Our Experience: 12 days including 5 days on bikes riding the heel of the Italian boot. Puglia has beautiful historic towns and cities with tourist numbers to match.
October-November 2025
The Ryanair flight from Albania brought us to Bari Airport. We caught a train to Bari Centrale and then another onto Lecce. The trains were comfortable and almost on-time. We had an apartment organized that was next to the Lecce cathedral so orientation was simple; aim for the cathedral tower. Catharine had recommended the accommodation ("Charming apt with Baroque View") and we were quite pleased with the unit. The almost 70 steps up from street level was a bonus built-in stair master. We were met by Lori, who gave us a tour of the unit and various instructions, all in Italian. We understood the gist of it.
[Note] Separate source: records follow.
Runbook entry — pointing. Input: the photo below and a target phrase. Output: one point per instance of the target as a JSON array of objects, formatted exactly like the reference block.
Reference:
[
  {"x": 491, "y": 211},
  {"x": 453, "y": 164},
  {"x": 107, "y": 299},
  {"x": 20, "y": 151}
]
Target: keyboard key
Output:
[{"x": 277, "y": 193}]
We saw a little bit of Lecce that afternoon, but mostly on the way to and from the Conad supermarket.
Train from airport to Bari Centrale
Heading for the bell tower
Lori welcomed us and provided instructions on the apartment, all in rapid Italiano.
Apartment patio below the bell tower
Lecce apartment
Apartment patio
Princess waving white hanky from our apartment
The Lecce old city is beautiful. The Baroque limestone buildings invite walking around and around the city. That is exactly what we did on our first full day in Lecce. I tracked our walk at 13km the first day. We weren't the only tourists in town. We tried a Puglia style sandwich for lunch, and well, it was like a sandwich. For dinner, we tried the pizza at Ciro, considered one of the better pizza places in town. Alas, we didn't think that it was as good as pizza we'd had in Montenegro or Albania, but what do we know?
Central Lecce
Roman amphitheater
Roman amphitheater, Lecce
Lecce scooter
Baroque style Basilica of the Holy Cross
Basilica detail
Lecce style sandwich
Day time central Lecce
Lunch crowd, central Lecce
Palms reaching for the sun
69 steps to the apartment
Take-out pizza from Ciro. It must have been an off-night as we were not impressed by the pizza.
Lecce duomo by night
We had another full day in Lecce, that was meant to be more of a rest day, but we still clocked 11km on foot. We made sure all our laundry was done because it would another 5 days before we'd have easy access to a washing machine.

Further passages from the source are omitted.